Indigenous naval platforms Dunagiri, Sanshodhak and Agray to be commissioned at Kolkata
Prime Minister Narendra Modi will commission three indigenous naval platforms at the Syama Prasad Mookerjee Port in Kolkata on June 21. The frigate Dunagiri, the survey vessel Sanshodhak and the anti-submarine craft Agray all enter service the same day, each built for a different job at sea.
The Prime Minister will also address the gathering.
Three ships, one Kolkata yard
All three were designed by the Indian Navy's Warship Design Bureau and built by Garden Reach Shipbuilders and Engineers, a Kolkata based defence shipyard. Between them they cover surface combat, hydrographic survey and anti-submarine work. The Ministry of Defence places the day within the Navy's effort to balance blue water reach against maritime domain awareness and coastal security.
Dunagiri leads the combat line
Dunagiri is the fifth Project 17A stealth frigate. It carries BrahMos supersonic cruise missiles, whose indigenous booster line recently crossed its hundredth unit, and the Medium Range Surface to Air Missile (MRSAM) system. The Navy calls it a multi role combatant able to work across the surface, air and underwater dimensions at once.
Sanshodhak takes the survey role
Sanshodhak is the fourth of the Navy's large survey vessels. Its work is hydrographic survey in coastal and deep water, gathering oceanographic and geophysical data that feeds military charts and civilian use alike. The vessel carries autonomous underwater vehicles and remotely operated vehicles for seabed mapping.
Agray and the shallow water hunt
Agray is the fourth Arnala class anti-submarine warfare craft, built for shallow littoral waters near the coast. It carries lightweight torpedoes, indigenous rocket launchers and a shallow water sonar suite to find and neutralise submarines close to shore.

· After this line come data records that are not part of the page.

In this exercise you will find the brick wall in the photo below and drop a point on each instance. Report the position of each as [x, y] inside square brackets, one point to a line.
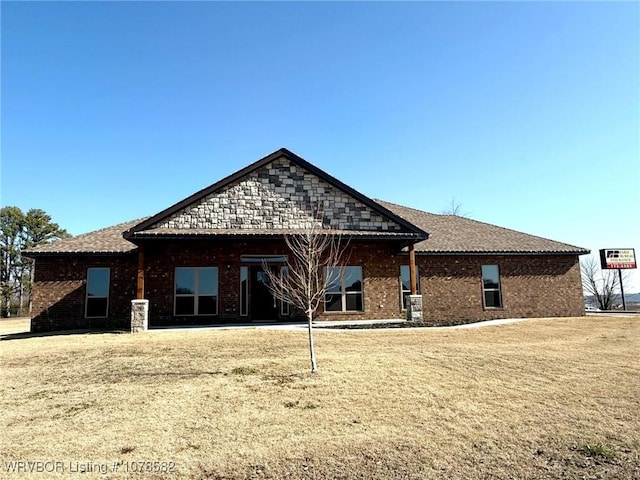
[532, 286]
[59, 292]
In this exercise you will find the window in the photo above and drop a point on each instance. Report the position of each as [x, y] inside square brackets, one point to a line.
[97, 303]
[284, 275]
[244, 292]
[344, 289]
[196, 291]
[405, 284]
[491, 286]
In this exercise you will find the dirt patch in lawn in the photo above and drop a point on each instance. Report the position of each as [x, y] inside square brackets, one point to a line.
[549, 398]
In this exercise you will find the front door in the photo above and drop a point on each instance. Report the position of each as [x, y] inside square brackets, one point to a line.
[263, 306]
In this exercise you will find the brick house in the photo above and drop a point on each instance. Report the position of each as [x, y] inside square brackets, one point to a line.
[202, 260]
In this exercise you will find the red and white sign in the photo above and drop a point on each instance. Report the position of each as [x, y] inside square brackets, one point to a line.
[615, 258]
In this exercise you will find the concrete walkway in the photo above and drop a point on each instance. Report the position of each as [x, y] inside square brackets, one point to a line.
[333, 324]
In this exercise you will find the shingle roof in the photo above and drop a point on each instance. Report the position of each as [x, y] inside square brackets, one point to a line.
[459, 235]
[105, 241]
[264, 232]
[448, 234]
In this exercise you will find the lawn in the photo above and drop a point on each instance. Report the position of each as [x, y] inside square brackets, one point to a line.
[547, 398]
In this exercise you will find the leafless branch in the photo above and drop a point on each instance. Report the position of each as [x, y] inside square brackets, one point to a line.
[315, 263]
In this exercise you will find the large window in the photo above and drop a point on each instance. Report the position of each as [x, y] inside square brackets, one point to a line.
[196, 291]
[344, 289]
[405, 284]
[97, 302]
[491, 286]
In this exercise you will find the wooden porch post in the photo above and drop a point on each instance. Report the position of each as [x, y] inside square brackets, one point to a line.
[140, 292]
[412, 270]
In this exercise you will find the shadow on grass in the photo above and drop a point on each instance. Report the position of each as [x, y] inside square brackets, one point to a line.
[78, 331]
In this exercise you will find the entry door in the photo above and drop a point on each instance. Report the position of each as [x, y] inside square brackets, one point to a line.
[263, 306]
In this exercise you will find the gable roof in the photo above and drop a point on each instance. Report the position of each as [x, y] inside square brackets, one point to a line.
[290, 185]
[451, 234]
[448, 234]
[106, 241]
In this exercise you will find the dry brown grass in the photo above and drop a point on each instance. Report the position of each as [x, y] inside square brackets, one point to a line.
[549, 398]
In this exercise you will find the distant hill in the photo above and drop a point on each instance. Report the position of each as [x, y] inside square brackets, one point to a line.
[632, 300]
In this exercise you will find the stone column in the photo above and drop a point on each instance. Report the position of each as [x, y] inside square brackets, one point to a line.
[139, 315]
[414, 308]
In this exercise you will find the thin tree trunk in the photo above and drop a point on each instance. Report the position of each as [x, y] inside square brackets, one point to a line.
[312, 350]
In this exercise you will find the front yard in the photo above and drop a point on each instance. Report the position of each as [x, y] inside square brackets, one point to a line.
[547, 398]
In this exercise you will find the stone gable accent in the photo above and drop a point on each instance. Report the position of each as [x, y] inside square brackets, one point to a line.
[280, 195]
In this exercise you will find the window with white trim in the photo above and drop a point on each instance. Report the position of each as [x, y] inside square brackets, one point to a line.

Indigenous naval platforms and the MSME base
The three indigenous naval platforms drew on more than 200 micro, small and medium enterprises, the kind of supplier base the Aatmanirbhar Bharat drive in warship building leans on, and indigenous content across the ships runs past 75 percent. That places the commissioning alongside a run of homegrown inductions, including the recent air cushion vehicle handed to the Coast Guard, and within a year in which Indian defence production reached a record figure. The Ministry of Defence ties the supplier spread to direct and indirect employment along the shipbuilding chain, and credits the public sector yards, private industry and the MSMEs alongside the Navy and the government for the work.